Ячейки памяти, нейродинамические коды мозга, ДНК: всё это пропитано логикой бинарного кодирования информации. В «Символическом обмене…» Бодрийяр приводит отрывок из статьи по генетике:

 «Советский математик Ляпунов доказал, что во всех живых системах происходит передача по точно установленным каналам небольшого количества энергии или материи, содержащего огромный объем информации, которая в дальнейшем отвечает за контроль больших количеств энергии и материи. В подобной перспективе многие феномены, как биологические, так и культурные (накопление, обратная связь, каналы передачи сообщений и другие), могут рассматриваться как различные аспекты обработки информации».

 Принцип ДНК – это принцип случайностей, подстановок и комбинаций, и, поскольку он правит на низшем уровне организации, этот принцип заменяет детерминированность и цель. Эта научая теория – ещё одна попытка свести весь мир к единому принципу, по сути своей, не большая, нежели принцип однородной субстанции у иезуитов. Бодрийяр так прямо и говорит, что такая модель не имеет никакого отношения к генетике, она не научная, а социально-историческая, некий идеал общественного строя, который управляется своим генетическим кодом.
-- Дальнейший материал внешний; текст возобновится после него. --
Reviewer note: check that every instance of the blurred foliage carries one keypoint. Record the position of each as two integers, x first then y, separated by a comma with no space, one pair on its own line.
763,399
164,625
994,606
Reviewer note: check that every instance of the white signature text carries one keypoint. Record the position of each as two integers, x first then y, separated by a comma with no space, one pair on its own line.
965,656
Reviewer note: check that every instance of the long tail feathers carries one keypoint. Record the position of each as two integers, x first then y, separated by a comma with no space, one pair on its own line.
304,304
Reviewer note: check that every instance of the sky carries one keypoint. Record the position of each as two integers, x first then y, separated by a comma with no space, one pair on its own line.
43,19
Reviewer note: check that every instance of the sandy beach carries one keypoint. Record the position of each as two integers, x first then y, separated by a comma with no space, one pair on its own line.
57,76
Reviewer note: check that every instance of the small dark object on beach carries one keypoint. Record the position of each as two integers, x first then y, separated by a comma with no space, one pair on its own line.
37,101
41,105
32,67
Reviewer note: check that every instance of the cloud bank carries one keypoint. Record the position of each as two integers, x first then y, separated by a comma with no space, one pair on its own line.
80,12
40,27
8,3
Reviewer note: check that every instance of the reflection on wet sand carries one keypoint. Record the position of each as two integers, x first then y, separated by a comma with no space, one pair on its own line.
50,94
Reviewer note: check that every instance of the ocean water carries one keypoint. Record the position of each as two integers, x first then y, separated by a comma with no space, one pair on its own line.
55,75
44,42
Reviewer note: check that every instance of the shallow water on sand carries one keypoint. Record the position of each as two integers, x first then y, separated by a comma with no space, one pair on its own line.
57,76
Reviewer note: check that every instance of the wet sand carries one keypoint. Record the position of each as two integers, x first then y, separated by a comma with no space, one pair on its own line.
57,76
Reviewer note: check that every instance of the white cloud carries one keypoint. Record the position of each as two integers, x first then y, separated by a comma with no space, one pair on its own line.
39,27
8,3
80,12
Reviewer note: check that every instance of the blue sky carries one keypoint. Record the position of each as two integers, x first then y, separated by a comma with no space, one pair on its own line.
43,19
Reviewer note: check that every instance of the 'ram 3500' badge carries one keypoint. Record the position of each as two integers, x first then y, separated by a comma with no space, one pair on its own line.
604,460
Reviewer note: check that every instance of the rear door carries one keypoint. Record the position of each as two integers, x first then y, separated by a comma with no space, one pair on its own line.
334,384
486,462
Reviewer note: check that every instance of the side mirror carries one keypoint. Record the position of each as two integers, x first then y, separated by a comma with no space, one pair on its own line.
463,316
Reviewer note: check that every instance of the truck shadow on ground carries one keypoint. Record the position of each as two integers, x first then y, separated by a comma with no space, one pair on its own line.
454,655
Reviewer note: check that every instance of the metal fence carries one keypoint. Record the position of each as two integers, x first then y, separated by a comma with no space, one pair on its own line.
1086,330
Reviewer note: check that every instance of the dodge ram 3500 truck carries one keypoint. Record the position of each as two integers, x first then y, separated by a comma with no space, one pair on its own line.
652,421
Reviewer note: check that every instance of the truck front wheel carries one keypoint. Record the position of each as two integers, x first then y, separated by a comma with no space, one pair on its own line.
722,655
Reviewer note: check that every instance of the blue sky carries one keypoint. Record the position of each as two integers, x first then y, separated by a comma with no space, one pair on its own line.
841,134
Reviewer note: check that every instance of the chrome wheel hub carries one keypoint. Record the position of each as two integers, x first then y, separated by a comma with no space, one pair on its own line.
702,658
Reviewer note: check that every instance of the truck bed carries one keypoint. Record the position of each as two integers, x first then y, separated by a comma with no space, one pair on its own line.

И дело здесь не в том, что ДНК существует «объективно», т.е. независимо от воли исследователя, важна интерпретация этого объекта. Скажем, алхимия в своё время обладала такой же авторитетностью, что и генетика или информатика. Не уступала она и в своих целях – дать конкретные ответы на фундаментальные вопросы. Вместе с тем, алхимия была торжеством знаков, проекций, аллегорий и метафор, кружившихся в непрестанном семиозисе, питаемом сочинениями Герметического корпуса, Священного писания или трактатов каббалистов. Но, как это прекрасно показал Юнг, алхимия сущностно стояла более на психологии: «действительная природа материи не была известна алхимику: он знал ее только поверхностно. Пытаясь исследовать ее, он проецировал бессознательное во тьму материи, дабы осветить её» и дальше: «я склоняюсь к тому, чтобы признать подлинной причиной развития алхимии не философскую доктрину, но личные проекции исследователей. Я думаю, что во время своего химического эксперимента алхимик испытывал определенные психологические ощущения, которые проявлялись в нём как особое поведение химического процесса». (Юнг «Психология и алхимия»)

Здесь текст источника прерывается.